Step 4: Systemic/Immunomodulatory Therapy (Selected Cases)
→ Corticosteroids: controversial, but used in early severe disease in some Korean centers.
→ Cyclosporine: increasingly used; shown to reduce mortality by inhibiting T-cell activation.
→ IVIG: used variably, particularly in children or severe overlap cases.
→ Biologics (emerging): TNF-α inhibitors and JAK inhibitors are under study.
Step 5: Multidisciplinary Involvement
→ Dermatology: lead diagnosis and skin care.
→ Ophthalmology: urgent evaluation to prevent blindness.
→ ENT/urology/gynecology: mucosal management.
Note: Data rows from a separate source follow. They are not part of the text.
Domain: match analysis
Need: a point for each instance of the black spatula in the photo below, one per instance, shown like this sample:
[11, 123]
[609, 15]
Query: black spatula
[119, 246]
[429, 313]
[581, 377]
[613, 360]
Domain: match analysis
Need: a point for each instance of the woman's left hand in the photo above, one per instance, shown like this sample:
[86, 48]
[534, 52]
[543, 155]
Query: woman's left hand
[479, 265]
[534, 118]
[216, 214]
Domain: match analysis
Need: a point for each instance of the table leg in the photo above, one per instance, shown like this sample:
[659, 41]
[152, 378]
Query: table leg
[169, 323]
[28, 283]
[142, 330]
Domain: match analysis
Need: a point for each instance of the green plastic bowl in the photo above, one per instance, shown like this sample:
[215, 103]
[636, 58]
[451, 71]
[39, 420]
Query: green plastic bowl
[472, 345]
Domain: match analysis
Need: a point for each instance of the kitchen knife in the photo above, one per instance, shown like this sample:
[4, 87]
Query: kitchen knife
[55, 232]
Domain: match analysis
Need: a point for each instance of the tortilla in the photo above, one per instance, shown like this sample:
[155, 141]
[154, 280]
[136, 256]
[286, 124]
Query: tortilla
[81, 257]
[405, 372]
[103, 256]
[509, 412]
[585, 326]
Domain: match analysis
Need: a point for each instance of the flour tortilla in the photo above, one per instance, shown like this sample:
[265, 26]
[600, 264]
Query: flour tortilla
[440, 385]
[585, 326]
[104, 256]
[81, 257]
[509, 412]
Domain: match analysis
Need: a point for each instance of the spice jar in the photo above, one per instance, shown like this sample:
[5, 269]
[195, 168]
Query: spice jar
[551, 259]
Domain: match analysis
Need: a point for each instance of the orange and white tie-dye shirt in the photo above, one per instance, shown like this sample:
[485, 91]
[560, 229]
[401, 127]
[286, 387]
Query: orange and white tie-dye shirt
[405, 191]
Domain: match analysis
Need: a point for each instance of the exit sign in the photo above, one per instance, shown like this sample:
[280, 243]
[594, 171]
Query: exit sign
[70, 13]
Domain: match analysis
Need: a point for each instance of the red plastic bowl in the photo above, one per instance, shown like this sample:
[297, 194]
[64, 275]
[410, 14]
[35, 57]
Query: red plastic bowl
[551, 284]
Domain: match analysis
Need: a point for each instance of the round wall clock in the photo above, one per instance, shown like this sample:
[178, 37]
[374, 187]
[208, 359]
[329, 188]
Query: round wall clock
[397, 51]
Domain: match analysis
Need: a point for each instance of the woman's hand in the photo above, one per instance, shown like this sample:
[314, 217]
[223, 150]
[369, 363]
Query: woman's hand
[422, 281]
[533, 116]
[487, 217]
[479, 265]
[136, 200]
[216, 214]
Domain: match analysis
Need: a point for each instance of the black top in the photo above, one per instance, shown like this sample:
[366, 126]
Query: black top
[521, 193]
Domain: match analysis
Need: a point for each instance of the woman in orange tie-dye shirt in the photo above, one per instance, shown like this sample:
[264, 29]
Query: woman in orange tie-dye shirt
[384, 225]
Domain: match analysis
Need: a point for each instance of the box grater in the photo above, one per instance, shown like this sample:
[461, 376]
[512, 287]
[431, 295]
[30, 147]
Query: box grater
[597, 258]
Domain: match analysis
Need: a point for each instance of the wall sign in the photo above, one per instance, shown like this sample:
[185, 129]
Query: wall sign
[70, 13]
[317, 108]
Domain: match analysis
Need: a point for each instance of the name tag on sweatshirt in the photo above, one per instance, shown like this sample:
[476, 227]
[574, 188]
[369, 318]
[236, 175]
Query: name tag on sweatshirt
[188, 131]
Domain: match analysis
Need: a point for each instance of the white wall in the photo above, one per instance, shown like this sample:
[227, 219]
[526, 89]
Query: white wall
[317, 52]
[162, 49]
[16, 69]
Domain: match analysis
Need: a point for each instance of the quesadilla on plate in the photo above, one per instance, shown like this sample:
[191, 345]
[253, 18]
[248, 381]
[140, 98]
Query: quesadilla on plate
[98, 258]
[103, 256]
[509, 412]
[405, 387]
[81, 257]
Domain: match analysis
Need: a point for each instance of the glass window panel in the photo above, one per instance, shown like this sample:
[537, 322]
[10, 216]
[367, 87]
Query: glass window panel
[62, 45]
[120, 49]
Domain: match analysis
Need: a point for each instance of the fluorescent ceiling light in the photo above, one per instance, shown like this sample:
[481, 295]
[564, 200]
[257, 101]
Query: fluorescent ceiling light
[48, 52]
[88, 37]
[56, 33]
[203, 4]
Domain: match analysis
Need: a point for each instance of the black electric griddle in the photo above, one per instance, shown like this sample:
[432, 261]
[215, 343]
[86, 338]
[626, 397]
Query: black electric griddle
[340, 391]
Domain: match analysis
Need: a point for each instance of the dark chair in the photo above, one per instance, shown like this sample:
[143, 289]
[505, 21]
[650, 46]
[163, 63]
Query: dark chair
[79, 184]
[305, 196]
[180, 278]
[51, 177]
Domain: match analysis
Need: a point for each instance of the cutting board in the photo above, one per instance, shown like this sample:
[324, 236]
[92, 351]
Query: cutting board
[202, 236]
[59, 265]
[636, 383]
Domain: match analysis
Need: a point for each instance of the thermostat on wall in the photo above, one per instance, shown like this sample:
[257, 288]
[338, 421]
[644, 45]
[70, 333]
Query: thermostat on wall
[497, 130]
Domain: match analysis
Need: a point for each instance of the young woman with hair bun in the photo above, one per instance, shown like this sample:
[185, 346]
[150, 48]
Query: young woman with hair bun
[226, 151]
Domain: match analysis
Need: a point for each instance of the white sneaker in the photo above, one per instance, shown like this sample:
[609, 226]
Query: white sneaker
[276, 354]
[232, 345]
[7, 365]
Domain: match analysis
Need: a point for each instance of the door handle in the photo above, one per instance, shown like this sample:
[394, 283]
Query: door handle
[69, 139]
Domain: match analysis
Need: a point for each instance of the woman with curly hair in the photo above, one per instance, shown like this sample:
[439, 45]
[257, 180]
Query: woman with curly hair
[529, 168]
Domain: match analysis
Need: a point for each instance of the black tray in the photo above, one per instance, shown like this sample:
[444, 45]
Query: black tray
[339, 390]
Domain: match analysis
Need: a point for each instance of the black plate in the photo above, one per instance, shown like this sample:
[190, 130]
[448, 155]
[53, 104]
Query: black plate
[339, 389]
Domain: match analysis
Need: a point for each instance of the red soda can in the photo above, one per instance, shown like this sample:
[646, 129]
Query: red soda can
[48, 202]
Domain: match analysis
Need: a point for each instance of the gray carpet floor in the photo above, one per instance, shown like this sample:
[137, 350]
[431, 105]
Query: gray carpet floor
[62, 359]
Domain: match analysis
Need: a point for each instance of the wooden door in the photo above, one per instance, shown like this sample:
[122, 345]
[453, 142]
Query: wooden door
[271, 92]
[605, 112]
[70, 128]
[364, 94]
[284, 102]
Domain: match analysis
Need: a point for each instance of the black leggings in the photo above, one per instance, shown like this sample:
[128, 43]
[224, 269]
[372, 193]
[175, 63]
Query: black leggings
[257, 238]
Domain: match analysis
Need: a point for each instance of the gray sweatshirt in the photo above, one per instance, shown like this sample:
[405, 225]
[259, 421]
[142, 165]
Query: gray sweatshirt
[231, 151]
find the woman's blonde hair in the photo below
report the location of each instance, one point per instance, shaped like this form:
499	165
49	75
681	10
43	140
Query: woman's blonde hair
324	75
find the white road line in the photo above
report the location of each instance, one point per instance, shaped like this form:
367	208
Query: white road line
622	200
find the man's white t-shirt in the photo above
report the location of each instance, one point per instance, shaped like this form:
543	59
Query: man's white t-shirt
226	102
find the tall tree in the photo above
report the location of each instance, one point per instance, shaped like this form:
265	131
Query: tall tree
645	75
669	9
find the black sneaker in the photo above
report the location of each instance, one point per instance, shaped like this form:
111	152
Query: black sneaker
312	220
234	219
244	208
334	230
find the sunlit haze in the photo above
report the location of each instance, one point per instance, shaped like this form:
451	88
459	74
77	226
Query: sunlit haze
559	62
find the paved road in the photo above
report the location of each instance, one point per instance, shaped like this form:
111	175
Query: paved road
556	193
→ ICU/burn unit team: systemic stabilization.
Step 6: Long-Term Care
→ Monitor for scarring, nail loss, pigmentary changes.
→ Ophthalmology follow-up for dry eye, corneal damage, or symblepharon.
→ Psychological support for trauma and anxiety.
→ Documentation of culprit drug allergy in national medical record system.
Recovery
→ Acute stabilization usually achieved in 2–4 weeks.
→ Skin regrows but may leave scarring and pigment changes.
→ Ocular, oral, and genital mucosa may have long-term complications.
→ Mortality depends on SCORTEN score and timeliness of care; Korean centers report improved outcomes with rapid ICU/burn unit referral.
Complications
→ Acute: sepsis, pneumonia, multi-organ failure, electrolyte imbalance.
→ Chronic: ocular sequelae (dry eye, corneal blindness), genital adhesions, nail dystrophy, pigmentation changes, psychological trauma.
→ Treatment-related: risks of systemic steroids (infection), cyclosporine (renal toxicity), IVIG (thrombosis risk).
Treatment Options in Korea
→ Korea follows structured TEN pathways in major hospitals, using SCORTEN-based triage.
→ ICU and burn-unit referrals are standard for severe cases, with dermatology as lead.
→ Cyclosporine is increasingly used in Korean centers, often preferred over corticosteroids alone.
→ HLA-B*58:01 screening is mandatory before allopurinol, reducing TEN incidence significantly.
→ Hospitals use electronic drug safety alerts to prevent re-exposure.
→ Patients receive integrated rehabilitation, including wound healing, ocular care, and psychological support.
→ With Korea’s structured approach, outcomes are among the best globally, with lower recurrence and improved survival.